As an acolyte of Hall’s, Buddy Miller learned his lessons well. Tiny things yield great truths and deeper insight than even what the song’s about. It is in conjuring that haunted or homey, highly organic feeling arrangement that the guitarist/songwriter/singer with a voice that is red clay dust and broken-in boots greatest strengths emerge. It’s not just that the listener believes him, it’s that they feel the emotions from the bone marrow out.
Buddy Miller has that same hand-honed truth, insights that have been come by honestly – and learned through ache or loss or the wonder of true revelation. Not one for long stories – beyond celebrating the talent he shares the stage with – Miller’s truth is in the songs, be it the worn, but holding conviction of “That’s How Strong My Love Is,” Hall’s committed “That’s How I Got To Memphis,” which Miller deemed “about the perfect song” or the jumpy grasp of “Somewhere Trouble Don’t Go,” which its need for relief and dogs on the scent urgency.

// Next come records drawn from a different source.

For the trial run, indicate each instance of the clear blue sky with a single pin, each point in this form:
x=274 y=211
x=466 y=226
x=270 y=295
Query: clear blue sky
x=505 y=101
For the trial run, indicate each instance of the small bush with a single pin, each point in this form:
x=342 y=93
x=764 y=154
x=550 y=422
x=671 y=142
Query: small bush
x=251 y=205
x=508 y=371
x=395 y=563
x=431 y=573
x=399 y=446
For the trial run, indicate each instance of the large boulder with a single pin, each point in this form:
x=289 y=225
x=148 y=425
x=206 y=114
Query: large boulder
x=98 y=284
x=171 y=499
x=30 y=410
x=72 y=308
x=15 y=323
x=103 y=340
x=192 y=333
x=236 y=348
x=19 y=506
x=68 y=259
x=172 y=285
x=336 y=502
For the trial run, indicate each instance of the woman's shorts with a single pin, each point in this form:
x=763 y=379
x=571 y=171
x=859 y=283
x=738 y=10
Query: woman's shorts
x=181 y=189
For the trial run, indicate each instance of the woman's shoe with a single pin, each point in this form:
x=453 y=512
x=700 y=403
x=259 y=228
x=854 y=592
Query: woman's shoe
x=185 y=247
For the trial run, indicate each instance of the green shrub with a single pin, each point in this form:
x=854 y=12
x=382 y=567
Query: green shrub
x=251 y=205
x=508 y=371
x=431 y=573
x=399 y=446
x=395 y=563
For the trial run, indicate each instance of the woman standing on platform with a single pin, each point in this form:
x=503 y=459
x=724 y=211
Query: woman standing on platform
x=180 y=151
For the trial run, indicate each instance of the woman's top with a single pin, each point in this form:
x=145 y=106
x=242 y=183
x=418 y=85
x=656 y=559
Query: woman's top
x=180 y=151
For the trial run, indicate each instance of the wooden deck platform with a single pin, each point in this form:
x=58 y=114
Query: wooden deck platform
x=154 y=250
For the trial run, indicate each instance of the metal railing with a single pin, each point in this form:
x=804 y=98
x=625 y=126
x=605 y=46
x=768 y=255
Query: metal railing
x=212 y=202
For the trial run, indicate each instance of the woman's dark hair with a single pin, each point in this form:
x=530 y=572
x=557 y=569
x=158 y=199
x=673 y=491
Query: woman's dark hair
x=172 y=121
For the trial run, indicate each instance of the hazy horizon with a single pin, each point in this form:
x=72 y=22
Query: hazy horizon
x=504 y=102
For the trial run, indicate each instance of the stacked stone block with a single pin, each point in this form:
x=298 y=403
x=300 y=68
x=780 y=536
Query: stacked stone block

For someone with a split rail voice, Miller’s musicality defies gravity. Whether the new “God’s Winged Horse,” written by Ribot and Julie Miller, or a hushed and almost ad libbed “Walk Away Renee” featuring Harris’ silvery voice on shadow chorus vocals, there is a weightlessness to what it conjured that lets the listener transcend the mortal coil with an almost ether-like effect.
Perhaps it’s the celestiality of his work, but Miller has always found a way to make plain dirt music divine. Towards the end of the set, the collected group of singers and players brought “Wide River To Cross” to a foundation of faith. The belief permeated every note played, every “ooooh” from the women singing. The song did not celebrate the expanse of the journey, but more the commitment and sustaining grace to get to the other side.
For an encore, Miller showed that grace in its barest form: an electric guitar, Emmylou Harris and the etched fire consuming of love gone, but not over for the singer on “Don’t Tell Me.” There is beauty in that pain, nobility and dignity in a passion so true it transcends the other person’s willingness to participate.
And that sort of reality has always defined Buddy Miller: the sort of man who will find the song’s heart and stay there, color it in, fill out around it, but always true to the emotional center. It is in that that so many have been drawn to him, and it is in that, that he shall remain a beacon to all who revere what is essential in music’s ability to evoke and clarify that which is almost too hard to define in traditional thought and conversation.